Sales of luxury homes fell 17.8 percent year-over-year during the three months ending April 30, the largest drop since the onset of the pandemic, according to Redfin. By comparison, sales of non-luxury homes fell 5.4 percent.
The luxury market is cooling as soaring interest rates, a tepid stock market, inflation and economic certainty put a damper on demand. For a luxury buyer, a higher mortgage rate can mean a monthly housing bill that’s thousands of dollars more expensive.
The year-over-year cooldown also is a reflection of the market for high-end homes coming back to earth following a nearly 80 percent surge in sales a year ago, according to Redfin.
“The pool of people qualified to purchase luxury properties is shrinking because the stock market is falling and mortgage rates are rising,” Redfin West Palm Beach real estate agent Elena Fleck said in release. “The good news for buyers is the market is becoming more balanced and competition is easing up.
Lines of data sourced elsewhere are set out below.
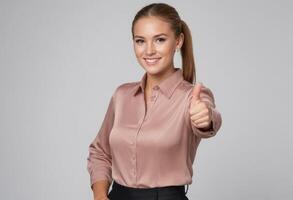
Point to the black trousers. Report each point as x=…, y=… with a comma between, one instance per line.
x=121, y=192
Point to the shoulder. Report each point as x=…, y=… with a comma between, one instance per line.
x=125, y=88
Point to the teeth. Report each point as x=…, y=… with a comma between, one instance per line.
x=152, y=60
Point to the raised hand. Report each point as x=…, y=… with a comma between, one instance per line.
x=199, y=110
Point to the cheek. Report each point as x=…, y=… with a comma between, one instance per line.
x=138, y=50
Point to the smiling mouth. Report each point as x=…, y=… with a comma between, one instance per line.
x=151, y=61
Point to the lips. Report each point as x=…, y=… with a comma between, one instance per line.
x=151, y=61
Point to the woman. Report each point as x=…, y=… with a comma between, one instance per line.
x=152, y=128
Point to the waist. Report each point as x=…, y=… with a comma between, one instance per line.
x=162, y=191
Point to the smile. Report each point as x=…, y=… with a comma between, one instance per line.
x=152, y=61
Of course, that doesn’t help the scores of Americans who have been priced out altogether.”
Mortgage rates for jumbo loans, the type most luxury borrowers use, also have been surging. The rate on a 30-year jumbo loan was 5.06 percent as of June 8, up from 3.23 percent at the end of 2021.
“I had one seller in Delray who went under contract on their home for over $2 million in March, right in the middle of an interest-rate hike,” Fleck said. “The buyers backed out because they realized their mortgage payment would rise by more than $3,000 per month with the higher interest rate. They could no longer afford the house comfortably.”
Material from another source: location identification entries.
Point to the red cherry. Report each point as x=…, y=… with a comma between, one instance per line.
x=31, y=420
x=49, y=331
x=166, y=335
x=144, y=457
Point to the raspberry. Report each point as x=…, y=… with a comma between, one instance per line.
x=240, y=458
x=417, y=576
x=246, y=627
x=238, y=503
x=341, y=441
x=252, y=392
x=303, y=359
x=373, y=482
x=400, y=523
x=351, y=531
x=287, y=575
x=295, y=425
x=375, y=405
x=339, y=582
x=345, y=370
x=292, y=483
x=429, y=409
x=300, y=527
The inventory crunch in the high-end housing market is easing as the drop in sales leaves more homes available for purchase. The supply of luxury homes for sale fell 12.4 percent year-over-year during the three months ending April 30. That compares with a record decline of 24.6 percent during the summer of 2021. The supply of non-luxury homes fell 8.4 percent during the three months ending April 30.
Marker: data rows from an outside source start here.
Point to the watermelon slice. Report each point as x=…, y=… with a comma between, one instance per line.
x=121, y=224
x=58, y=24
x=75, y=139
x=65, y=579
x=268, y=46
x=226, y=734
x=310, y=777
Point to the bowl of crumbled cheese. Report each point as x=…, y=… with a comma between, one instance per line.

Luxury home sales fell in all but one of the top 50 metros Redfin analyzed. The biggest year-over-year decline was in Nassau County, N.Y. (-45.3 percent), followed by Oakland, Calif. (-35.1 percent), Dallas (-33.8 percent), Austin, Texas, (-33 percent) and West Palm Beach, Fla. (-32.8 percent). The only increase was in New York (+30 percent).
The median sale price of luxury homes rose year-over-year in all the top 50 metros. It was up the most in Tampa, Fla. (+33 percent), followed by San Diego (+31.4 percent), Jacksonville, Fla. (+31.2 percent), Nashville, Tenn. (+30.3 percent) and Fort Worth, Texas (+29.4 percent).
New listings of luxury homes increased in 16 of the top 50 metros. The biggest year-over-year gain was in Warren, Mich. (+32.2 percent), followed by New York (+31.1 percent), San Antonio (+22.8 percent), Detroit (+22.3 percent) and Nashville, Tenn. (+18.4 percent). The biggest declines were in Oakland, Calif. (-28.4 percent), Los Angeles (-27.6 percent), Anaheim, Calif. (-25.2 percent), San Francisco (-24.9 percent) and San Jose, Calif. (-23.6 percent).